Now consider how paying 13 mortgage payments per year could affect your loan long term. With a 30-year fixed-rate loan, you can expect to pay 360 monthly mortgage payments. Yet if you paid 13 payments per year, you could shave years off the same loan, both because you are prepaying your mortgage ahead of schedule and the fact that each added principal payment reduces your loan’s total interest.
Switching to Bi-Weekly Payments
How you can switch to bi-weekly mortgage payments depends on your mortgage lender or loan servicer. Some smaller banks and credit unions simply offer bi-weekly payment options. You may be able to make bi-weekly payments automatically and switch back to monthly payments, if needed, down the road.
However, other lenders may accept bi-weekly payments via a third-party payment-processing company. But there can be drawbacks to this method. Many companies charge a setup fee for handling your bi-weekly payments, that typically runs anywhere from $200 to $500, and then there may be an addition fee for each payment processed. Such charges can add up, defeating the purpose of making the extra payments to save money.
Making Your Own Extra Payments
Because bi-weekly payment options aren’t offered by all loan servicers, and because third-party fees can be too costly, many people opt for a third option, which is simply to make your own extra payments. This works well for borrowers who have the self-discipline to keep making their own extra payments over months and years.

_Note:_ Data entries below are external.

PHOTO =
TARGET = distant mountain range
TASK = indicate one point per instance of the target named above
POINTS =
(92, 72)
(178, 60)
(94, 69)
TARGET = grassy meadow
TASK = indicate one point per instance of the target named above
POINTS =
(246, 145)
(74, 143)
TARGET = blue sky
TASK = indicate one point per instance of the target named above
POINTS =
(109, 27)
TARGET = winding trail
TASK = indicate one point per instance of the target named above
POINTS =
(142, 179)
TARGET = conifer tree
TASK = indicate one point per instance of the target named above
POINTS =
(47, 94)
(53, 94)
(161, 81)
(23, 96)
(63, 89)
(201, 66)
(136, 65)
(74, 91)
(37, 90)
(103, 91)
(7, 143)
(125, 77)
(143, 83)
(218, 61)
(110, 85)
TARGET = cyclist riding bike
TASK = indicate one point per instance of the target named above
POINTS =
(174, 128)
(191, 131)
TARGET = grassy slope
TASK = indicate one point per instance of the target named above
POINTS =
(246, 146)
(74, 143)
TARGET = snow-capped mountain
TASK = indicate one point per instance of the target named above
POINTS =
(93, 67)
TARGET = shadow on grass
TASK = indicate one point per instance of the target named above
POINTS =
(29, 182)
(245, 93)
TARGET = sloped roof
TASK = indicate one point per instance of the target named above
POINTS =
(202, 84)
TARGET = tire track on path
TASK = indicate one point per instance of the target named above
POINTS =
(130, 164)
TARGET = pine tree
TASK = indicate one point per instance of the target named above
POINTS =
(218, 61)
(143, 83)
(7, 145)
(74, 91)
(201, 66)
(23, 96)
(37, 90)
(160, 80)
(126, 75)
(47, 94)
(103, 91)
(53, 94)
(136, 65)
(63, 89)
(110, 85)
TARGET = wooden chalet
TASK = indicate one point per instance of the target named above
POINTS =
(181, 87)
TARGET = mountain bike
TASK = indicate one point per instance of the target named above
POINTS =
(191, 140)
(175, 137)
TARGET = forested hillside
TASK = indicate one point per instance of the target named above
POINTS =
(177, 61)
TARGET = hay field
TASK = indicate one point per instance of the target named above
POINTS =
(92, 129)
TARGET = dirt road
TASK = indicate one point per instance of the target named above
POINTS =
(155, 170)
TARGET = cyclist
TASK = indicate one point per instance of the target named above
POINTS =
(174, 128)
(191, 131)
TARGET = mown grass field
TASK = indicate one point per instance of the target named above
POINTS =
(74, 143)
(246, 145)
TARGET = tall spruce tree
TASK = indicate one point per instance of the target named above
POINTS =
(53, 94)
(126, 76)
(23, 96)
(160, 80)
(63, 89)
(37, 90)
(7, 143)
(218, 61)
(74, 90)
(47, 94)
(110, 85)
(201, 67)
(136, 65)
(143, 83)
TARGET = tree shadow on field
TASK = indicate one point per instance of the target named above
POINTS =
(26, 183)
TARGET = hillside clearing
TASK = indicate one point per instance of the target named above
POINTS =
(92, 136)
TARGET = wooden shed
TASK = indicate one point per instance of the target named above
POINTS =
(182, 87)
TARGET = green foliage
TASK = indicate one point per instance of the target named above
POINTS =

Since you’re making your own extra payments on your own initiative, it’s your choice how and when to make them. One method is to take your regular monthly mortgage payment and divide by 12. Then add that amount onto each of your monthly mortgage payments. At the end of the year, the extra change will have added up to an extra full mortgage payment. Another option is to put the same 1/12th-payment amount into a separate savings account each month, then use those savings to make an extra full mortgage payment at the end of the year. You could also make additional payments throughout the year as possible if your income fluctuates seasonally.
Checking in with Your Loan Servicer
If you decide that making a bi-weekly mortgage payment is something that you want to do, the next step is to check in with your loan servicer about your payment options and the loan servicer’s policies.
First, you’ll want to inquire about the company’s own bi-weekly program if they have one. If it’s ran by a third-party firm, you’ll want to find out what the fees are, how your extra payments will be applied, and the procedures for reverting back to monthly payments, if need be. Also, make sure not to submit a half-payment without authorization first, as your loan servicer may consider this an incomplete payment.
Next, find out if there are any prepayment penalties for pay off your loan early. If so, you’ll need to weigh that cost against the money you could save with extra payments. Finally, you’ll want to ensure that any additional funds you send into your loan servicer is applied to your outstanding loan principal and not to principal and interest. Servicers usually do this automatically, but you’ll want to make sure you submit any additional payment per your company’s policy and make sure it’s allocated as intended.
Meeting Your Other Financial Goals First
There’s no doubt about it, making bi-weekly mortgage payments can help you pay off your mortgage faster and save thousands on interest over the life of your loan. Plus every extra payment you make is added equity, which will benefit you if you need to sell or refinance down the road.
Still, it’s good to point out that mortgage debt is a low interest form of debt, and that interest is partially tax deductible. So it may make more sense to put the money somewhere else first, like high-interest credit card debt.
It’s also a good idea to make sure your other financial goals are being met before exploring bi-weekly mortgage payments. For instance, an emergency savings fund should come first, and you shouldn’t neglect savings for retirement or college funds. However, once you are able to address these other goals, it’s a good time to think about putting your excess cash toward bi-weekly mortgage payments. There are many upsides and, when done properly and under the right circumstances, few drawbacks.